The Tehran government has denied any links to the bombing of a Jewish center in which nearly 100 people died. But, Argentina has issued arrest warrants for at least four Iranian diplomats it suspects of involvement in the terrorist action.

Tehran Radio says the four officials are suing the Argentine judge for defamation of character. They have filed their suit with an Iranian court.

Iranian authorities say they have asked Argentina for evidence to back up their allegations, but so far have received nothing.

Progress in Israeli-Jordanian Talks

By Art Chimes (Jerusalem)

Significant progress was reached in the Israeli-Jordanian peace talks at the Moriah hotel on the Israeli side of the Dead Sea. Jordan and Israel agreed that their territory can not be used as a base for attacks by third countries on either party. The two countries also agreed not to enter into treaties with each other's enemies. Ha'aretz reports Jordan
expressed its willingness to allow Israeli airplanes to use Jordanian airspace.

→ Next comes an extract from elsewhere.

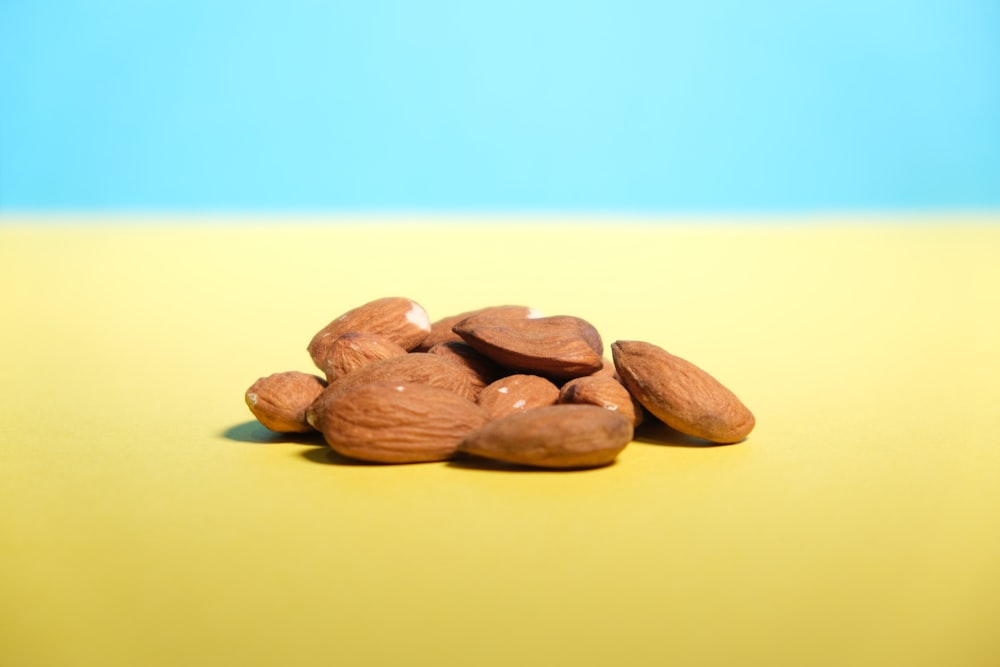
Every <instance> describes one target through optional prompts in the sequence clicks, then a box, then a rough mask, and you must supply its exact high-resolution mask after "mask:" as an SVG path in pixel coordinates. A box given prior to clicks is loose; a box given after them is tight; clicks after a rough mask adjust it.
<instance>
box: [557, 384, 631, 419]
mask: <svg viewBox="0 0 1000 667" xmlns="http://www.w3.org/2000/svg"><path fill="white" fill-rule="evenodd" d="M559 402H560V403H575V404H578V405H596V406H597V407H599V408H604V409H605V410H617V411H619V412H621V413H622V414H623V415H625V417H627V418H628V420H629V421H630V422H632V425H633V426H638V425H639V424H641V423H642V416H643V413H642V406H641V405H640V404H639V402H638V401H637V400H635V398H633V397H632V394H630V393H629V392H628V389H626V388H625V385H623V384H622V383H621V382H619V381H618V380H616V379H614V378H613V377H611V376H609V375H600V374H595V375H585V376H584V377H580V378H575V379H573V380H570V381H569V382H567V383H566V384H564V385H563V386H562V387H561V388H560V389H559Z"/></svg>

The militant Islamic group Hamas is stepping up to the challenge posed by PLO leader Yasir Arafat after Palestinian policemen in the Gaza Strip arrested several dozen of the Muslim extremists. Meanwhile, Israel has issued a warning to members of Arafat's own Fatah faction to stop killing Palestinians suspected of collaborating with Israeli authorities.

Prime Minister Yitzhak Rabin says he will not authorize the release of any more Palestinian prisoners unless the killing of suspected collaborators is stopped. He told a closed-door parliament committee meeting members of the militant "Fatah Hawks" group have been interrogating suspected collaborators and killing some of them. An official who briefed reporters on Rabin's comments said 11 suspected collaborators had been killed in the Jericho area, alone.